- Interactive map of the Griggs House area

General information
- Type: Federal Style
- Location: Hernwood Road Granite, Maryland
- Coordinates: 39°20′44″N 76°51′31″W﻿ / ﻿39.345491°N 76.858562°W
- Completed: Around 1850

= Griggs House =

House in Granite, Maryland

The Griggs House was a historic home located in Granite, Maryland. It was a two-story house constructed in the mid-19th century. The home is associated with the film, The Blair Witch Project.

The house was a built in the style of Federal architecture, as a two-story stucco faced post and beam wood construction house on a stone foundation. It was two bays by three bays wide, and situated near the Smith/Sumwalt house and the Granite quarry which the town was renamed for. The house was visible on the 1877 Baltimore County Atlas.

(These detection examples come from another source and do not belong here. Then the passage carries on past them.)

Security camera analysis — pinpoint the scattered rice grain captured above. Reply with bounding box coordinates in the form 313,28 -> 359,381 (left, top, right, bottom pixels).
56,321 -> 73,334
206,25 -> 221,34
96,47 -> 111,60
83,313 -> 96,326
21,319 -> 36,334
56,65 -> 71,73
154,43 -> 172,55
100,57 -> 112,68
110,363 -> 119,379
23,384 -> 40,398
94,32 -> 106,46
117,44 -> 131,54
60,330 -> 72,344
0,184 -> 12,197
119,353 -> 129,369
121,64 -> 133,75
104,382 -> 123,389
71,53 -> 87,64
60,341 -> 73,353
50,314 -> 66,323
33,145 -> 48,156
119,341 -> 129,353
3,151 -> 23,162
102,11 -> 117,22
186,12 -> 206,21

In 1984, the Department of Natural Resources conducted a historical survey of the Griggs property that resided on parkland of Patapsco Valley State Park. The property was not in use by this time and had interior details removed by vandals.

In 1999, the house was used for the climactic ending of The Blair Witch Project. After filming, the State of Maryland announced it would demolish the historic home. As fans were visiting the abandoned house, its condition deteriorated. Funds were raised to save the building based on the success of the movie, and the State released press announcements that the property would be spared. However, the house was demolished soon afterwards without an announcement.